Die Demokratische Republik Kongo ist ein Land, das am Scheideweg steht und sich immensen Herausforderungen gegenüber sieht: Es zählt trotz seines Rohstoffreichtums zu den ärmsten Ländern der Welt. Ethnische Gewalt, Zusammenstöße zwischen Militär und Milizen, Hungerkatastrophen, Ebola und Binnenflüchtlinge beuteln die junge Republik. Über 80 Millionen Menschen leben im Kongo – die meisten von ihnen in absoluter Armut. Es gibt kein funktionierendes Sozialsystem, zu wenig Arbeit und die Gesundheitsversorgung ist sehr schlecht.

Umso wichtiger ist es, dass wir gemeinsam mit UNICEF vor Ort sind und insbesondere den notleidenden Kindern die Hoffnung auf eine bessere Zukunft geben. Mehr als 13 Millionen Menschen sind auf humanitäre Hilfe angewiesen, etwa 8 Millionen davon sind Kinder.

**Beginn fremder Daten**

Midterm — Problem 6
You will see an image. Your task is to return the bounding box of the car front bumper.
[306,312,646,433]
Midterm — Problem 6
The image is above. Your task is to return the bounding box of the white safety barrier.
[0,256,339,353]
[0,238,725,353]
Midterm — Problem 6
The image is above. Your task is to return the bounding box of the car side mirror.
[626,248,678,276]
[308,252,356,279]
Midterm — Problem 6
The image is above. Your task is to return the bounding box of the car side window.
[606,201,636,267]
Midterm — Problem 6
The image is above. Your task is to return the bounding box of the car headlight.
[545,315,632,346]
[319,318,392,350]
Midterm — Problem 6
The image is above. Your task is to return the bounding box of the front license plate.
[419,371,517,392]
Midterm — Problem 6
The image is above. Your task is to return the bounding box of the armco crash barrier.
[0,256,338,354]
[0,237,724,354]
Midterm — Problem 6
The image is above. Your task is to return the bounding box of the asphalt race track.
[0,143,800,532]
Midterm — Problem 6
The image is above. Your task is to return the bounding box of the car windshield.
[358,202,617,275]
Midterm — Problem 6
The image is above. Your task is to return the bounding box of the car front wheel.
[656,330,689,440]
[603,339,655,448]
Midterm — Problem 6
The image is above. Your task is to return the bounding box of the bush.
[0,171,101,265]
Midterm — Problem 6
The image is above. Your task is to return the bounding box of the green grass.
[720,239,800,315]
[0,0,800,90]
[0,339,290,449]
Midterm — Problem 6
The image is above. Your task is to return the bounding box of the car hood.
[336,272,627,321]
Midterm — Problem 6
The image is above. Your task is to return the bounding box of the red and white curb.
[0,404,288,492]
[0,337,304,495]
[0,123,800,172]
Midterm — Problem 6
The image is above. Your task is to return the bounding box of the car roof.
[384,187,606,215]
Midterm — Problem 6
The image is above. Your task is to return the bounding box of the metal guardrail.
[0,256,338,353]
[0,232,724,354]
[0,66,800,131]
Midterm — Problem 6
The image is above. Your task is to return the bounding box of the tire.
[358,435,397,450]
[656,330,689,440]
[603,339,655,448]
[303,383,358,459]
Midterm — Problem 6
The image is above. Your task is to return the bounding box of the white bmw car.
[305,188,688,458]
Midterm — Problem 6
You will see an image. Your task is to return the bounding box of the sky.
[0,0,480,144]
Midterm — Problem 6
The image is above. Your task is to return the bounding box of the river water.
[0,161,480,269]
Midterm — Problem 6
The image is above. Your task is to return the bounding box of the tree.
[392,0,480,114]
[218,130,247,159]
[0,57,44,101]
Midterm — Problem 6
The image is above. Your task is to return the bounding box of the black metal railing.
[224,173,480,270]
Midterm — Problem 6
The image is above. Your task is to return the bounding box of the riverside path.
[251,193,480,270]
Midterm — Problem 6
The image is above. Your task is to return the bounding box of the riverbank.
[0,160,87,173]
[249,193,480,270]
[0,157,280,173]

Das Land erhält nur wenig finanzielle Unterstützung und gilt als "vergessene" Krisenregion. Im Rahmen eines Notfallprogramms in den betroffenen Gebieten unterstützen wir gemeinsam mit UNICEF die vertriebene Bevölkerung in mehreren Bereichen:


  • Schutz, Behandlung und psychosoziale Unterstützung von Kindern, die von Gewalt betroffen sind sowie von verletzten oder unbegleiteten Kindern.
  • Vertriebene und Rückkehrer werden mit Gesundheits- und Ernährungsmaßnahmen, Bildungsprogrammen sowie Wasser versorgt und beschützt.
  • Impfkampagnen gegen Masern sowie Vorbeugung und Behandlung von Cholera und Malaria.
  • Hilfe für unterernährte Kinder.
  • Temporäre Schulen werden eingerichtet und Kinder mit Schulmaterial ausgestattet. Zudem erhalten Lehrer eine Ausbildung in der Friedenserziehung.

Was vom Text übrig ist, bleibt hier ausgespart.